Unione Europea in silenzio

Tace invece la Ue: essendo la Tunisia “un partner privilegiato”, premio per aver convertito la “primavera” in democrazia, è difficile che possa cambiare qualcosa a breve tempo. E quindi, nonostante l’erosione dei diritti, la Tunisia ha continuato ad avere sostegno finanziario, mentre non è stato per nulla scalfito il rapporto economico con l’Italia. Per esempio continua il progetto di interconnessione elettrica fra i due Paesi, l’Elmed, che prevede la costruzione di un cavo sottomarino lungo 200 chilometri dalle coste tunisine fino a Partanna, in Sicilia.
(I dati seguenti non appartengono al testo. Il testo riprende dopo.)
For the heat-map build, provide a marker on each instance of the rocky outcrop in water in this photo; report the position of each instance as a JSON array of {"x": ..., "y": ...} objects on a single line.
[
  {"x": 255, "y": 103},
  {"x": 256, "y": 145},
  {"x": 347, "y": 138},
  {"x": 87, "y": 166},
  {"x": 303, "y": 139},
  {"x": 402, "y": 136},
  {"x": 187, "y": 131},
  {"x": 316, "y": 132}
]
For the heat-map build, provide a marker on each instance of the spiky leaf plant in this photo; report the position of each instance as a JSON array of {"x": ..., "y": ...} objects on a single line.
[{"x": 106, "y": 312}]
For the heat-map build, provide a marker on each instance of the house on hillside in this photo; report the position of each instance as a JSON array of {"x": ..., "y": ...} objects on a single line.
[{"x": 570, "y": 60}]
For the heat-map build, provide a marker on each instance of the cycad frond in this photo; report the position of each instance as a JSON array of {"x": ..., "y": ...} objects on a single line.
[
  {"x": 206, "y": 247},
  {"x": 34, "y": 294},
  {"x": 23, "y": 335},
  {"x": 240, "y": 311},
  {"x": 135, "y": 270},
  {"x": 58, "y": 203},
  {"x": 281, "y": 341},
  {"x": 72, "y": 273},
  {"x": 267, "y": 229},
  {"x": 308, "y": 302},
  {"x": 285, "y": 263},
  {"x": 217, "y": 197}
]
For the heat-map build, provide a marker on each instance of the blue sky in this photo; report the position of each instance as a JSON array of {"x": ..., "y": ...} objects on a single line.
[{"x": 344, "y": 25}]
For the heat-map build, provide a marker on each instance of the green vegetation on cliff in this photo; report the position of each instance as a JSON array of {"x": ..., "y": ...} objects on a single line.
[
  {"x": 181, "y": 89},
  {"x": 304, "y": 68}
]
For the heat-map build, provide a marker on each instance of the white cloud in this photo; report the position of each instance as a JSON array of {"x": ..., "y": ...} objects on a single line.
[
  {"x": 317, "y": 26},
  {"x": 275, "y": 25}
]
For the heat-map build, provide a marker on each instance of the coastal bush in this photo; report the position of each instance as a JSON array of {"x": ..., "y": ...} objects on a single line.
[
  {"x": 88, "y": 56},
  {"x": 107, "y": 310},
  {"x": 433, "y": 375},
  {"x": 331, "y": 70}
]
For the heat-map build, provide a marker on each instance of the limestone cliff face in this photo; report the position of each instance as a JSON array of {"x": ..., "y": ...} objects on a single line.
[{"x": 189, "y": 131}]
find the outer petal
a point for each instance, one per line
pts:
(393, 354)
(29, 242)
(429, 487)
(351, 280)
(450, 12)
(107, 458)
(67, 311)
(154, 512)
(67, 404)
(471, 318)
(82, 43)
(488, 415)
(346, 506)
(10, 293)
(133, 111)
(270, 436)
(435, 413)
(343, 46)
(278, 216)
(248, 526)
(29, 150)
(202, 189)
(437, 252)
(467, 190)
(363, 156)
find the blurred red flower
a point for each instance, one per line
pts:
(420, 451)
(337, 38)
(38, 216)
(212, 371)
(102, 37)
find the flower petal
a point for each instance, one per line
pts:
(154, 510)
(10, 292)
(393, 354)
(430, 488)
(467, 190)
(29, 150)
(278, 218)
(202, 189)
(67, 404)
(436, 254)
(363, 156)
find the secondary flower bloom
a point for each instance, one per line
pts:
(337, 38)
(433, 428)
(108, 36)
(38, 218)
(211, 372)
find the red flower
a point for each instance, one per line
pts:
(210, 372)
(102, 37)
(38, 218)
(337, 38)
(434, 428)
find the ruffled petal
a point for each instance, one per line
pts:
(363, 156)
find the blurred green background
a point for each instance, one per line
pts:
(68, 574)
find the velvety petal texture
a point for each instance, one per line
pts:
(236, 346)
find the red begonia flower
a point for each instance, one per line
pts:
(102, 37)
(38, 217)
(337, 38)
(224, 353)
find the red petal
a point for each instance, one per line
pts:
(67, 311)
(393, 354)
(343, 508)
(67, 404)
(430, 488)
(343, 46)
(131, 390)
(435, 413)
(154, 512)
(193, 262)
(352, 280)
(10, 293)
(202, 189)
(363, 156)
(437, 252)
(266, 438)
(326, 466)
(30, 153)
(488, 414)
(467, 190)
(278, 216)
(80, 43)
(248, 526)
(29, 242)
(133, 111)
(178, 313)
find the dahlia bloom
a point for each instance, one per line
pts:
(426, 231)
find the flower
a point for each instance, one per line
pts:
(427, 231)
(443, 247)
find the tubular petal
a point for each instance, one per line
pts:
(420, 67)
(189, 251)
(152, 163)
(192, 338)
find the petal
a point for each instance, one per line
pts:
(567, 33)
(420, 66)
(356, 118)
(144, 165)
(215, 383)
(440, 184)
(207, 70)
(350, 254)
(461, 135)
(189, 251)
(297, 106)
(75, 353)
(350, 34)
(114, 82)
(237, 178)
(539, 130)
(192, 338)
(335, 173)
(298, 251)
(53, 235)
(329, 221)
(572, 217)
Elmed ha ottenuto 307,6 milioni di euro da parte dell’Ue, ai quali dovranno aggiungersi altri 300 milioni di euro da parte dell’italiana Terna e del partner tunisino.

Più difficile invece per la Tunisia ottenere il prestito del Fmi, perché per averlo essa dovrà praticare le regole previste dal ben noto binomio “lacrime&sangue”: completa eliminazione dei sussidi per cibo e carburante, taglio per sanità pubblica, istruzione e protezione sociale, privatizzazione delle principali aziende pubbliche e, ovviamente, nessun aumento salariale.

Contro tutto ciò sono scesi in piazza i tunisini. Ma anche il presidente Saied ha risposto che non ne farà nulla, altrimenti il Paese esploderà. Ed è a questo punto che ha minacciato di passare ad altri finanziatori, più generosi anche se meno affidabili dal punto di vista democratico. Primo della lista la Cina. Ma anche tutti gli altri Paesi del Brics, Brasile, Russia, India, Sud Africa.

Un bluff? Possibile. Ma nessuno, in Europa e in Italia, vuole andare a scoprirlo.